Vergobretus, the magistrate of the Ædui, is explained either as Fear-co-breith, man who judges, or War-cy-fraith, man placed over the laws; or, taking gwr as excelling, and brawd, as justice, he would be excelling in justice.
Viriathus must be referred to fear, man, and, perhaps, to aodh, fire.
Vercingetorix himself may be translated into Fear-cuin-cedo-righ, man who is chief of a hundred heads; and his cousin, Vergosillanus, is the man either of the banner or the spear, according as sillanus is referred to saighean, a banner, or to saelan, a spear.
Here, then, are the tokens of kindred between the Gauls of the continent and the Gael of our islands, for Fear, the frequent commencement in both Ireland and Scotland, is assuredly the word that Cæsar rendered by Vir, more correctly both in sense and sound than he knew.
Fearghus, man-deed, from gus, a deed, is the rendering of one of the most national of Gaelic names, though Macpherson makes it Fearguth, man of the word.
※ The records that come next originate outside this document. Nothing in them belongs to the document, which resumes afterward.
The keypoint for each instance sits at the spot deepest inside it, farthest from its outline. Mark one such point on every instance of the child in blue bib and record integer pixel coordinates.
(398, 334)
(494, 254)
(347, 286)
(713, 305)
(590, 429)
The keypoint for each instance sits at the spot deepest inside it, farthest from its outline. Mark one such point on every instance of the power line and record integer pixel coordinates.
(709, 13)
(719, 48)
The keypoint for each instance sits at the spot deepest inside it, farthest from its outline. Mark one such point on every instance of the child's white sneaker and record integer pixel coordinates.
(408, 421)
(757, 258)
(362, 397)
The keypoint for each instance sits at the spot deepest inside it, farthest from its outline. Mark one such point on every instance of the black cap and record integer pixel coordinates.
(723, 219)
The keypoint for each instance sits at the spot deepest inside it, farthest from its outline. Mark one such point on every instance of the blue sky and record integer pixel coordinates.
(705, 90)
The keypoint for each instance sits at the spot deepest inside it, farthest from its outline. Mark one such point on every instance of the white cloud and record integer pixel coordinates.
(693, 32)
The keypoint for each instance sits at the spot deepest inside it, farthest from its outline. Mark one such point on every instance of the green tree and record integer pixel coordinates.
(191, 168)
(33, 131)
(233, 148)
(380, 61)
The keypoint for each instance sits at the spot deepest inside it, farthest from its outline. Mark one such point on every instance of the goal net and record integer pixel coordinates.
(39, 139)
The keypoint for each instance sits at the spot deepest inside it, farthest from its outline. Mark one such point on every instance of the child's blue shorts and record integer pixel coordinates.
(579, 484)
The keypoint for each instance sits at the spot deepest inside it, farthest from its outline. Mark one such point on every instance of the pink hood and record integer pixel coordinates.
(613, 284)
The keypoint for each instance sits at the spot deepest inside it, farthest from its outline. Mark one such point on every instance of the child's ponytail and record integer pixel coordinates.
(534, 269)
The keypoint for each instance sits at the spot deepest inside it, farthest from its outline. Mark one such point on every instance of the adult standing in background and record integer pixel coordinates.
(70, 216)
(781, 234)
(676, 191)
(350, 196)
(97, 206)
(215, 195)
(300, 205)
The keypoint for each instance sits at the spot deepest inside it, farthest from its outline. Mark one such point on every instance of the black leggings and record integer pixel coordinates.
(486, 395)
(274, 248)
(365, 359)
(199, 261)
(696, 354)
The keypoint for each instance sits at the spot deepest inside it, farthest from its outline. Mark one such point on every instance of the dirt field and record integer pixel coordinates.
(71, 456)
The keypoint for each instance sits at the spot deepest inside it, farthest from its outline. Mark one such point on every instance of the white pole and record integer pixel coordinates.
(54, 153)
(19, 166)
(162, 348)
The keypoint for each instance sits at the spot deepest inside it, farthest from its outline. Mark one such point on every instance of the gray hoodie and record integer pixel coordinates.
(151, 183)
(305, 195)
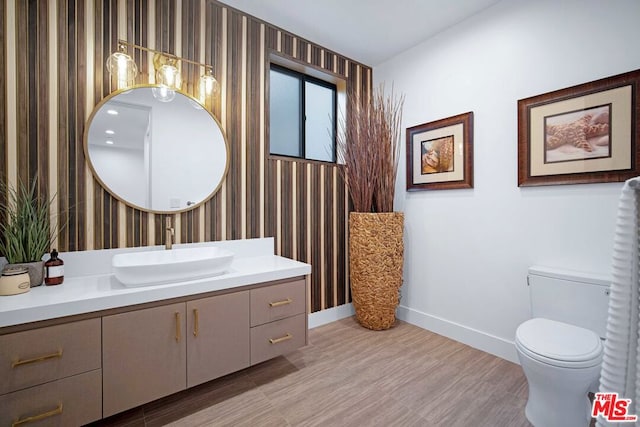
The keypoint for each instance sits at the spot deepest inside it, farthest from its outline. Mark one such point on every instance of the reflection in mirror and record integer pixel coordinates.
(153, 155)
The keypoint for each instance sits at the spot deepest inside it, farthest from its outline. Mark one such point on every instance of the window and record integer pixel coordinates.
(302, 113)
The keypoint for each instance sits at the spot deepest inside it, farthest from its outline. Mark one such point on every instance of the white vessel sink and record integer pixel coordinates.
(174, 265)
Bold genealogists place Feargus at the head of the line of Scottish kings, and make him contemporary with Alexander the Great. Another Fergus was son of Finn, and considered as even a greater bard than his nephew, Oisean. Poems said to be by him are still extant, in one of which he describes his rescue of his brother, Oisean, who had been beguiled into a fairy cave, and there imprisoned, till he discovered himself to his brother by cutting splinters from his spear, and letting them float down the stream that flowed out of the place of his captivity.
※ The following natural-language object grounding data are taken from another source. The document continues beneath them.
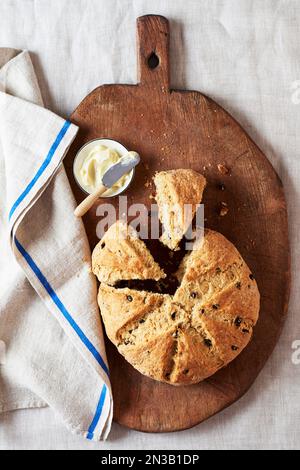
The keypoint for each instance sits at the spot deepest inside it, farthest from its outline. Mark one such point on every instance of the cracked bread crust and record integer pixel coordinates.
(185, 338)
(175, 189)
(121, 255)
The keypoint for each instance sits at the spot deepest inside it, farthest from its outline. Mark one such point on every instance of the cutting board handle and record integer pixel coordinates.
(153, 52)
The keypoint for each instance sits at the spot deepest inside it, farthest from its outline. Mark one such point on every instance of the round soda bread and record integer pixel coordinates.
(185, 338)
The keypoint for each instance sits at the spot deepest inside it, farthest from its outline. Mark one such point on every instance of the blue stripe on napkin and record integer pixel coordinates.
(42, 168)
(98, 413)
(61, 306)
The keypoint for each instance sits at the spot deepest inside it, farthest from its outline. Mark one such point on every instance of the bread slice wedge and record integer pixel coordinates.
(178, 193)
(121, 255)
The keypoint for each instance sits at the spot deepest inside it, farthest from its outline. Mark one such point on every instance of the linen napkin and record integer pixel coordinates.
(51, 342)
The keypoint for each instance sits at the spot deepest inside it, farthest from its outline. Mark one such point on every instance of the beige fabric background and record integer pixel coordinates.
(246, 55)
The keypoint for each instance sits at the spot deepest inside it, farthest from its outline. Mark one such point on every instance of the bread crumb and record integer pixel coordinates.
(223, 169)
(223, 209)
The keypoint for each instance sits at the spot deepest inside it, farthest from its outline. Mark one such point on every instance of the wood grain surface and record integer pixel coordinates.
(185, 129)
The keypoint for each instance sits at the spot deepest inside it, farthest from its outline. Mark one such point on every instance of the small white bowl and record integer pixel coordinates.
(85, 150)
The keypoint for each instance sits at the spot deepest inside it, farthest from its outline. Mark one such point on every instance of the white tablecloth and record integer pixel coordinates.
(246, 55)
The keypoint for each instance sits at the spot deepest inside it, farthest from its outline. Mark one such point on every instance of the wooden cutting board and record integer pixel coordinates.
(185, 129)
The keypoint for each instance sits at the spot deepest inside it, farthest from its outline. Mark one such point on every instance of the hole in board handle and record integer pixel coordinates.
(153, 61)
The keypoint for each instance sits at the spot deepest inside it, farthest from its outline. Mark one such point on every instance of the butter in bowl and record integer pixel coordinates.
(103, 167)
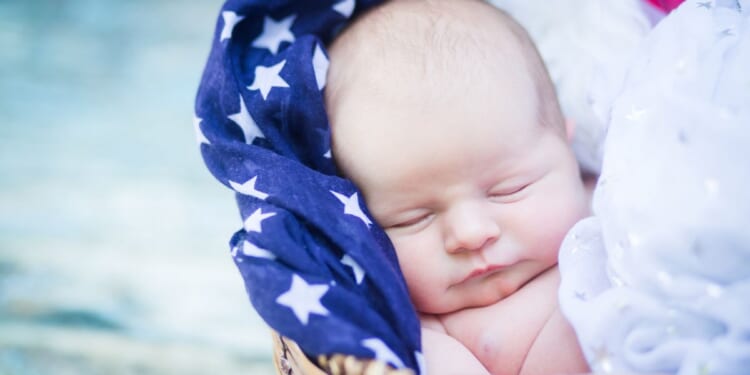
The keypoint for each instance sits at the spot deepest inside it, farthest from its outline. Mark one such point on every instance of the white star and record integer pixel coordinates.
(359, 273)
(304, 299)
(252, 223)
(267, 77)
(351, 206)
(345, 7)
(230, 20)
(420, 362)
(320, 66)
(248, 188)
(274, 33)
(251, 250)
(199, 136)
(382, 352)
(243, 119)
(712, 187)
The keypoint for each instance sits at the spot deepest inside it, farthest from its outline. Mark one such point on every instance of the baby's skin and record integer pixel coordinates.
(443, 115)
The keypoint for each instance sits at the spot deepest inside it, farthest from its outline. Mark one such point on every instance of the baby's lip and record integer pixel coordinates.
(483, 271)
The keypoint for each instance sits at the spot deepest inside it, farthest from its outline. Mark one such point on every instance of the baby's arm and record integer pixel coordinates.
(546, 356)
(445, 355)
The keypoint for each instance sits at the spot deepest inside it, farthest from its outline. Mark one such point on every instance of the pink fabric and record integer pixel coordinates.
(665, 5)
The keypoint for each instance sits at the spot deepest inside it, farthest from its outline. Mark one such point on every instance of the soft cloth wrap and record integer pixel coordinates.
(658, 281)
(316, 268)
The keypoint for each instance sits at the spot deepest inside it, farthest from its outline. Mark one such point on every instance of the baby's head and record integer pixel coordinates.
(444, 116)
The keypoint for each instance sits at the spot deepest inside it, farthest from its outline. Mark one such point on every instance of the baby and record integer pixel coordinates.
(443, 114)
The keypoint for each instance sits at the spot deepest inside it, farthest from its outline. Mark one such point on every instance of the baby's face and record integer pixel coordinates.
(475, 194)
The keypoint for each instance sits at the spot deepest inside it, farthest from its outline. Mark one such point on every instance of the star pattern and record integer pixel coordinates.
(243, 119)
(275, 33)
(304, 299)
(382, 351)
(254, 221)
(267, 77)
(231, 19)
(251, 250)
(199, 136)
(269, 55)
(248, 188)
(351, 206)
(359, 272)
(345, 8)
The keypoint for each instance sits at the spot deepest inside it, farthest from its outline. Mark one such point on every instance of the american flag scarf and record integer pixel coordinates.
(315, 266)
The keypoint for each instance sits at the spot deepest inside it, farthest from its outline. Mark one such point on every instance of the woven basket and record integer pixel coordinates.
(290, 360)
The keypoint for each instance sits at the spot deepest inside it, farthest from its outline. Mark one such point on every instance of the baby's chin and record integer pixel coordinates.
(483, 293)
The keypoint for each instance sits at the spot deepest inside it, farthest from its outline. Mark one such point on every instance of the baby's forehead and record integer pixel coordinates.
(427, 34)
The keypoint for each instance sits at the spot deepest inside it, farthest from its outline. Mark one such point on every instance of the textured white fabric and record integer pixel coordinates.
(658, 280)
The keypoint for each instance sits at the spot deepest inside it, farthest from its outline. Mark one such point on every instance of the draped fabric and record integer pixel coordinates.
(315, 266)
(658, 281)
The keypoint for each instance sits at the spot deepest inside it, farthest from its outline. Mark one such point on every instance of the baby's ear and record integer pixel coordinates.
(570, 128)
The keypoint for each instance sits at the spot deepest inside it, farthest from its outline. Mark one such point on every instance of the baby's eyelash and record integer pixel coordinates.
(509, 192)
(411, 222)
Fearghus, the son of Erc, a Dalriad prince, was, in 493, blessed by St. Patrick, and led the great migration of Scots to Albin, together with his brothers Loarn and Aonnghus, who each named their own district, while he reigned over the whole region of the Scots,—that around Argyle; whither he had transported the stone of dominion, that sooner or later brought conquest to the race who possessed it. From these Fearghus or Farghy in Ireland, Fergus in Scotland, and the feminine Fergusiana still continue in use.
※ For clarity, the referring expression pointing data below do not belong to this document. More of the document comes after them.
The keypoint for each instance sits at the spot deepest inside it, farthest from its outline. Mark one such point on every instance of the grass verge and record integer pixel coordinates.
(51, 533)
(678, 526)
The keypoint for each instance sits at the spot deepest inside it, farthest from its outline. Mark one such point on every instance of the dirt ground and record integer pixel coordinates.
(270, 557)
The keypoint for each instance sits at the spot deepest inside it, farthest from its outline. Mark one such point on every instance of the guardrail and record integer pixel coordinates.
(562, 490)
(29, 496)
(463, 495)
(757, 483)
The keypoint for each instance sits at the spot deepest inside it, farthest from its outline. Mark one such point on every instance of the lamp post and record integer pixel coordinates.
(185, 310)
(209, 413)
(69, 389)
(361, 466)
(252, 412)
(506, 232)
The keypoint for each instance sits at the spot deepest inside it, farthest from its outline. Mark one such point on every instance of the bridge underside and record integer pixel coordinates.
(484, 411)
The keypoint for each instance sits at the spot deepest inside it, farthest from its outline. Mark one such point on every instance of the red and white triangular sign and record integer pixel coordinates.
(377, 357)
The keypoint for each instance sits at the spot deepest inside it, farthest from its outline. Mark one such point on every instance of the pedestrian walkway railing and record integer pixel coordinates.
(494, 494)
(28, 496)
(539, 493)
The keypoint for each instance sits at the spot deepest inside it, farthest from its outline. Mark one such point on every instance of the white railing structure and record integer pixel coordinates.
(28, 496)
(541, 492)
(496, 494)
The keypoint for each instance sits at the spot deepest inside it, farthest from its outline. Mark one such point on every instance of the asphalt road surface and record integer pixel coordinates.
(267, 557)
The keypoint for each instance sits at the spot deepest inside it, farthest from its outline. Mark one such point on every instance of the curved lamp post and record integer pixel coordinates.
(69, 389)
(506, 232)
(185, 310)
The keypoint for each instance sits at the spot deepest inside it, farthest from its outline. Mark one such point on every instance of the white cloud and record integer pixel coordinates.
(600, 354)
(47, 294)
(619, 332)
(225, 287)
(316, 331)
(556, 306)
Fearachar is another Scottish form. Ferquard is given as prince of the Scots in Ireland, at some incalculable time; and Fearchur or Ferchar was the king of the Scots just after St. Columbus' death. He is Latinized as Ferquardus; and this was the name of an Earl of Ross in 1231; and as Farquhar has continued in favour in the Highlands. Feardorcha is the blind man. Fardorougha is an incorrect modernism, and Ferdinand and Frederick the supposed equivalent.
Gwr, or Wr, is the Cymric form of the same word, and the parallel to Fergus among the Picts was Wrguist, or Urguist, a prince who lived about 800, and whose daughter was called after him, married the Scottish Eacha or Fergusiana, and thus led to the union of the two races under her descendant, Kenneth MacAlpin.
Gwrtigearn, excelling king, is a Silurian prince of doubtful fame. Through Latinism we know him as Vortigern. It would seem that when the usurpation of Maximus had involved the Roman empire in confusion, and left Britain without any legions to defend it against the robber nations round, that he made some attempt at a partial revival of national spirit; but, failing this, entered into a treaty with the Anglo-Saxon invaders, and was thought to have betrayed the cause of his country.